I would question his reasoning for Nolva over Clomid.

so nolva over clomid? why because of 3 or 4 studies on hypo or obese men showing that it raised T levels to a higher percentage? maybe these guys had primary hypo and not secondary hypo, therefore they did not need to restart the pituitary..............or a million other scenarios that make it near impossible to extrapolate information and apply it to your situation.

maybe because of the horror stories of clomid and blindness? maybe we dont need such a high dose.

like i said the information isn't bad, its just that i dont think he has the proper backround information to make that call. He could always say "well ive tried it both ways and this way worked better"

2 problems with that last quote:

1- everyone is different and will react differently to different substances and different dosages.

2- you could do the same exact cycle 3 times, and without a controlled setting it would be impossible to get the same results each time, there are just too many variables to use that quote. such as, diet was different from one time to the next, age was different each time, medication may have been UGL allowing discrepencies, i could go on and on and on.

Bottomline, take advice, use it sparringly and decide for yourself what is best for you.

EDIT: and after re reading you need to wait a few years, that i can be sure of.

Good post
 
Please don't post stupid shit like this. Some other idiot might actually do this and fuck himself up.

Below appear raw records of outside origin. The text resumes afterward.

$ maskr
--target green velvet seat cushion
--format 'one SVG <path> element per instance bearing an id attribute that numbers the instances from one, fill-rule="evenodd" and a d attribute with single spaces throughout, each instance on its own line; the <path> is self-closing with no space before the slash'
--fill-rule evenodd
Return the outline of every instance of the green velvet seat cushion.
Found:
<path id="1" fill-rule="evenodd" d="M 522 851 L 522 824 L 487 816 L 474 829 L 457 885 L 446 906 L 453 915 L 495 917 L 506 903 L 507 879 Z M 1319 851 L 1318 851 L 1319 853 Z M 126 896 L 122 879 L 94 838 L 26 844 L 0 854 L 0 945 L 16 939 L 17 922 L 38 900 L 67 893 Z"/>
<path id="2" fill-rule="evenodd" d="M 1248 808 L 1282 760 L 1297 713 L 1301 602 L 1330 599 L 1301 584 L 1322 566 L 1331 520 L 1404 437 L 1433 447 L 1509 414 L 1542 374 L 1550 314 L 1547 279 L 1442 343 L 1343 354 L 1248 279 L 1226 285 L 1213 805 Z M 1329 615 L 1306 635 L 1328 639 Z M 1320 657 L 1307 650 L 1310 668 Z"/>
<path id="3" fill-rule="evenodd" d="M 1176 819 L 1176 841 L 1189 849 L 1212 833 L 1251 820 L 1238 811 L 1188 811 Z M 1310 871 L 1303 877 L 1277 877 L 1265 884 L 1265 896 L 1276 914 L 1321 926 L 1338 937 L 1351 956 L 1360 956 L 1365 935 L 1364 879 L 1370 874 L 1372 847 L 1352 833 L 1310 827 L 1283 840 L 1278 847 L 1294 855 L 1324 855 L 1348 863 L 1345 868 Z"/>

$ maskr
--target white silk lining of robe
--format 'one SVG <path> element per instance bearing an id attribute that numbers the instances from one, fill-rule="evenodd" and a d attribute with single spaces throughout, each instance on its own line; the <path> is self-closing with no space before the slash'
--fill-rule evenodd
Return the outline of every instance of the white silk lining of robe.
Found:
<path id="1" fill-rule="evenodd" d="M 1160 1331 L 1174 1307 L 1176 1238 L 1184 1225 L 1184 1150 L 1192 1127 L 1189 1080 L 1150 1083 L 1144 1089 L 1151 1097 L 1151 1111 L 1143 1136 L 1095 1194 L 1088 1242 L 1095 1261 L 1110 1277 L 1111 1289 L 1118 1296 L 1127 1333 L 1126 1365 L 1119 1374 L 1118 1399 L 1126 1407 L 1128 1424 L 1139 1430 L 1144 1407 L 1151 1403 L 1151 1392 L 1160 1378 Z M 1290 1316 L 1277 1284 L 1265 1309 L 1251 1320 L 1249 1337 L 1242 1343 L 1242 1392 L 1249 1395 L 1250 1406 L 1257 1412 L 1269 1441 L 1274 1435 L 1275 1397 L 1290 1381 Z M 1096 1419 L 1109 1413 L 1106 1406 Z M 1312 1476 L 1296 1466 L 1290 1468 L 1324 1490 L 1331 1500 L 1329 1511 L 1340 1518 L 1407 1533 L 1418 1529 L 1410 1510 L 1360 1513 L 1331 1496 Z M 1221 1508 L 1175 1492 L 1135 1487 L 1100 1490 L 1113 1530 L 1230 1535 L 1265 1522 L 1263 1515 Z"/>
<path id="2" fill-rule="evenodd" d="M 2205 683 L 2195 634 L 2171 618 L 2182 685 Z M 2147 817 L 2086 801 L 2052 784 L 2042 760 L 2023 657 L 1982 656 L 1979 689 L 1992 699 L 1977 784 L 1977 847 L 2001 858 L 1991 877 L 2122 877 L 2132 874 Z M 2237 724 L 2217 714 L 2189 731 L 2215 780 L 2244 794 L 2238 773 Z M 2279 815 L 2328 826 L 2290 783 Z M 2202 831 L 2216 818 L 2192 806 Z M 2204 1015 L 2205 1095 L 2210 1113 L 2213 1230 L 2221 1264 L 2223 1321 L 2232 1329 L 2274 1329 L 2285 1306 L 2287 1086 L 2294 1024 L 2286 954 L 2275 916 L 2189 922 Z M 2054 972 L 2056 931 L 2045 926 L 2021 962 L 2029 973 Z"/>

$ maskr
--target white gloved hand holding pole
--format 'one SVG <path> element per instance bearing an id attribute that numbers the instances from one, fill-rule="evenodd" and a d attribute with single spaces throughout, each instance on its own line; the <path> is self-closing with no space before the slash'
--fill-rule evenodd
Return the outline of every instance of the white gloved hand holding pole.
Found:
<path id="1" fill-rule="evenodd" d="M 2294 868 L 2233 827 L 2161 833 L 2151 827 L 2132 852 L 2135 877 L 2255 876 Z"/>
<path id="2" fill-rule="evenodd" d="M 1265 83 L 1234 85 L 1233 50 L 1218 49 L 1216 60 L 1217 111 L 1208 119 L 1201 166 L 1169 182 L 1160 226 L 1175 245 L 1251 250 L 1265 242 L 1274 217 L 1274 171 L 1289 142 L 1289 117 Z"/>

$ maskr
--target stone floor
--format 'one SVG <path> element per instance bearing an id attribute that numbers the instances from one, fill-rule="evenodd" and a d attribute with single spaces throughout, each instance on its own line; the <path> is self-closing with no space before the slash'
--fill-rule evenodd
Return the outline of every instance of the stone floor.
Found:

ok first of all i did not recomened anyone to not do a pct u dumb ass, i said i dont do it. i keep 90% of my gains when i come off with no problem so i dont need it i dont get all the bad sides like other guys, thats y i dont use an Aromatase inhibitor (AI) or post cycle therapy (pct). everyone is different. :flipoff:
 
No PCT huh..... Never needed it huh? Yeah okay, how has the ballon effect been going for you? Like it????

Anyway, I'd advise proper pct buddy... Magnate worked for you (even though I figure you're being sarcastic) but this is not something newbs need to be doing..

dude shut up never said i newb had to do it like i said thats what works for me and i dont need it at all, i recover very good and keep most my gains, no BALLON effect ha ha wtf is that? evryone is different so dont go hatin on ppl that can get by with out a pct just cuz u need it.